Congrats! If you are a physician, then you have one of the highest-paying jobs in America.
The Bureau of Labor Statistics claims that 8 out of the top 10 highest-paying jobs in America belong to physicians — including anesthesiologists, surgeons, and even family practitioners. (And you thought family practice physicians don’t make much!)
Doctors even make more than the average chief executive officer.
So why do physicians keep complaining about their income?
Statistics like these and the recent Medicare disclosure of physician payments spread throughout the web and news media quickly.
And when patients find out about those numbers, they have very little sympathy for you.
Think about it.
When I practiced emergency medicine full time, many patients didn’t pay me anything (though I took on the risk of being sued — how foolish is that!). Most of the rest probably had average incomes of $50,000 or less — my best guess.
I was making 6 figures, but I was providing services for people who were making far less income. That’s why they didn’t sympathize with me and why they won’t sympathize with you either.
The problem with physician income statistics is that they don’t factor in all of the other stuff that goes in to making that income — years of education and training, high debt load, malpractice insurance premiums, all of the extra hours you work for no compensation, and the high indirect costs of burnout, stress, and anxiety.
But guess what? No one gives a flip about any of that.
Not the government. Not insurance companies. Not hospital administrators. Not patients. They just look at the bottom line and conclude that you’re a rich doctor.
The only people who know what it takes to walk the walk are other doctors.
There’s a big disconnect between the dissatisfaction many physicians feel with their careers and the income and jealousy most people display when they hear doctors are making $200,000 a year.
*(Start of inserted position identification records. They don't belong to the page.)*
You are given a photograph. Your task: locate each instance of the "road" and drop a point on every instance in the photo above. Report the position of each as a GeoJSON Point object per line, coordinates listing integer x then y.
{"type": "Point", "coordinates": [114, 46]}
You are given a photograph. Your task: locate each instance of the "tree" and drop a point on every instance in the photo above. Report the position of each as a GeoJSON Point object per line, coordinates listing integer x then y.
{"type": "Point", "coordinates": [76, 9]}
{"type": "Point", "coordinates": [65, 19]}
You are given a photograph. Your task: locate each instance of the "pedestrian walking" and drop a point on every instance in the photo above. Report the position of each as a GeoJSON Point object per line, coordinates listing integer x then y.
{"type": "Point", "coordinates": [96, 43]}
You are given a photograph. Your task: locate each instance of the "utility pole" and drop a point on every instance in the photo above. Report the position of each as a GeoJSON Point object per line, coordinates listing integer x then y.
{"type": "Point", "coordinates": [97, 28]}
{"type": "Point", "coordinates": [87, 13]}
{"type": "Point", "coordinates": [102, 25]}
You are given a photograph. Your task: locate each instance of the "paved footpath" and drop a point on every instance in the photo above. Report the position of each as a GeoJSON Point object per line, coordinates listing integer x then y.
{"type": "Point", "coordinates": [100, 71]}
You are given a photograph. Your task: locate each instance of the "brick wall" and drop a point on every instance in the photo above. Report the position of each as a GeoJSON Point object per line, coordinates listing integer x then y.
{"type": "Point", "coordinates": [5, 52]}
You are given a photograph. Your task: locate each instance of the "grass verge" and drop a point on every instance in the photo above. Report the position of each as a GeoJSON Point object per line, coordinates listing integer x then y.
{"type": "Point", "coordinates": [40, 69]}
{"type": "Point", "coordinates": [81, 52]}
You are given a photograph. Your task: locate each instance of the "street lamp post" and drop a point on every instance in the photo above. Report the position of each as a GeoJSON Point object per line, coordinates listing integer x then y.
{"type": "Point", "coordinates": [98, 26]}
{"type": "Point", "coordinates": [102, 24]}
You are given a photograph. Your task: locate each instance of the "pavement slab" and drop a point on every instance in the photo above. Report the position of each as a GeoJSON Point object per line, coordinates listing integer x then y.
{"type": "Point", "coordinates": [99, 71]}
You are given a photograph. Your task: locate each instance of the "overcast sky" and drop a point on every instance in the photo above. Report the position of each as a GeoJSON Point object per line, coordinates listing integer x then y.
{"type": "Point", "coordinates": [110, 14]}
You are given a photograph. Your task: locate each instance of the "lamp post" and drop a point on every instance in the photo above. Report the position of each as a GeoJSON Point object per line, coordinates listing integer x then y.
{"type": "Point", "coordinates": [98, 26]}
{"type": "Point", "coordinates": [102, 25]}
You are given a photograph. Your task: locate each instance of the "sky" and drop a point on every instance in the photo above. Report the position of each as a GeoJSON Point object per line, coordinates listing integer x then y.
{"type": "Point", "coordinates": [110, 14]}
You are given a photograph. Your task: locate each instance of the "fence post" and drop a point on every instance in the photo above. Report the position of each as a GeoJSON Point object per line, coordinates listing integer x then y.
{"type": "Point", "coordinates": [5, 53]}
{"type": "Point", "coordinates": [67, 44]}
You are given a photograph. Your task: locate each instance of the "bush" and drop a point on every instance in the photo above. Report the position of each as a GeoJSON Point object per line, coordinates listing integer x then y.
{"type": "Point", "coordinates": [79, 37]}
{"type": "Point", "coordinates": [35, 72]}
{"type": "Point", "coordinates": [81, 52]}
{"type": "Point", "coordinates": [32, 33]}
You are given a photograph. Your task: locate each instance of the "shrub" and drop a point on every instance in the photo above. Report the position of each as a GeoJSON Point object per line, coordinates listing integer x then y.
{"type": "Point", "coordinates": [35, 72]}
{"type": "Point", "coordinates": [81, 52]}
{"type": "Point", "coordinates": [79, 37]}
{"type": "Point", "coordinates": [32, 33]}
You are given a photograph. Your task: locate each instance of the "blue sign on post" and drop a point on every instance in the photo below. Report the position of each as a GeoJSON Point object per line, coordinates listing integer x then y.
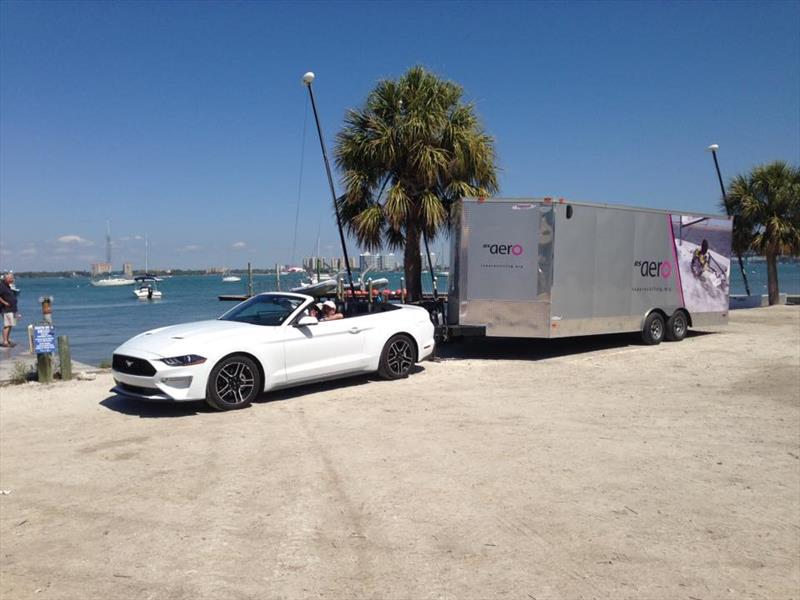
{"type": "Point", "coordinates": [44, 339]}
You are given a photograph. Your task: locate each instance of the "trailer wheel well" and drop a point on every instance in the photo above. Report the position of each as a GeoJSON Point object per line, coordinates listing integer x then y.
{"type": "Point", "coordinates": [660, 311]}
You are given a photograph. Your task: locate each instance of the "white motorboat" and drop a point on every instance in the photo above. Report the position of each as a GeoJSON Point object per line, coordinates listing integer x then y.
{"type": "Point", "coordinates": [147, 289]}
{"type": "Point", "coordinates": [112, 281]}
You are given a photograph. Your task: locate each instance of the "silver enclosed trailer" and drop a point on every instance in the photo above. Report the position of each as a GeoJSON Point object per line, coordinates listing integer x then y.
{"type": "Point", "coordinates": [547, 268]}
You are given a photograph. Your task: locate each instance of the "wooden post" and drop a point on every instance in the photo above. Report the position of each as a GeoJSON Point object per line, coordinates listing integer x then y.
{"type": "Point", "coordinates": [44, 367]}
{"type": "Point", "coordinates": [64, 358]}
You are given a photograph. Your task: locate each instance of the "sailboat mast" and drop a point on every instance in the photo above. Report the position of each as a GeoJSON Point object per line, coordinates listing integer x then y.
{"type": "Point", "coordinates": [108, 242]}
{"type": "Point", "coordinates": [308, 78]}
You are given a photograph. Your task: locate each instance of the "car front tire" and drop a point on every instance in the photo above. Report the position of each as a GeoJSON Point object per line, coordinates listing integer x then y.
{"type": "Point", "coordinates": [234, 383]}
{"type": "Point", "coordinates": [397, 358]}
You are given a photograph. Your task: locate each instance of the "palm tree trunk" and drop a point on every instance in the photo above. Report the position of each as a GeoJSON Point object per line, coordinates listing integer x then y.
{"type": "Point", "coordinates": [412, 262]}
{"type": "Point", "coordinates": [772, 278]}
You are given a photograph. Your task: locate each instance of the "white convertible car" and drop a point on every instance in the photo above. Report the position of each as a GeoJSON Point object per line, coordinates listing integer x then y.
{"type": "Point", "coordinates": [265, 343]}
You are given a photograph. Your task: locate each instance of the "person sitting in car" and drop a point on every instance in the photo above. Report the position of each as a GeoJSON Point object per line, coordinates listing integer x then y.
{"type": "Point", "coordinates": [329, 312]}
{"type": "Point", "coordinates": [315, 310]}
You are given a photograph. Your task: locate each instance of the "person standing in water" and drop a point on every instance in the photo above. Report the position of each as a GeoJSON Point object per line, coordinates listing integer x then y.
{"type": "Point", "coordinates": [8, 303]}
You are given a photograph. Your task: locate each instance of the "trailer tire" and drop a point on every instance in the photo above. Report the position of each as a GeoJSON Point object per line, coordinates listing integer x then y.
{"type": "Point", "coordinates": [677, 326]}
{"type": "Point", "coordinates": [653, 329]}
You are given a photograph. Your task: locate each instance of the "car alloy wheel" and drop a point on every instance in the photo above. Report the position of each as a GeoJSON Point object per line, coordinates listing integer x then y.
{"type": "Point", "coordinates": [397, 358]}
{"type": "Point", "coordinates": [235, 382]}
{"type": "Point", "coordinates": [400, 357]}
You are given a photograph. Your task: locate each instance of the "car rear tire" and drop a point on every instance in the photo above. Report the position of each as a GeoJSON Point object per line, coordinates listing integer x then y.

How do you solve this dilemma?
I suppose you could talk to every patient you see every day to explain all of the behind-the-scenes work you do; but that would be a herculean task that is unlikely to succeed. Plus, who has that much time when you’re supposed to be cranking out 3.7 patients per hour or risk being dinged with lower reimbursement? The executives of the hospital and the heads of Medicare must be paid, you know.
Or you could band together and create a voice that speaks to our elected leaders about what it’s really like to be a physician — again a long and arduous task. Plus, you know how difficult it is for a group of physicians to agree on anything if they even show up to begin with.
Instead, I think you should start with increasing your satisfaction in medicine, again.
Notice, I said your satisfaction not patient satisfaction. (Oops, did I just say that? Isn’t high patient satisfaction all the rage right now? How insensitive of me!)
I know that sounds kind of ridiculous, and you’re probably about to click away from this article because you think that’s not possible, but one way I know to head in that direction is to get your finances and investments straightened out.
The doctors I’ve helped do that tell me they feel less stress and anxiety in their careers and their personal lives than the ones who didn’t take any action.
What about you? How would you feel if your retirement portfolio and other aspects of your finances were on more solid ground?
The public’s perception of you as a rich doctor isn’t going to change anytime soon. But your attitude and reaction can change if you get one of the major parts of your life straightened out — your finances.
What do you think? How are you going to build your financial fortress and increase your satisfaction?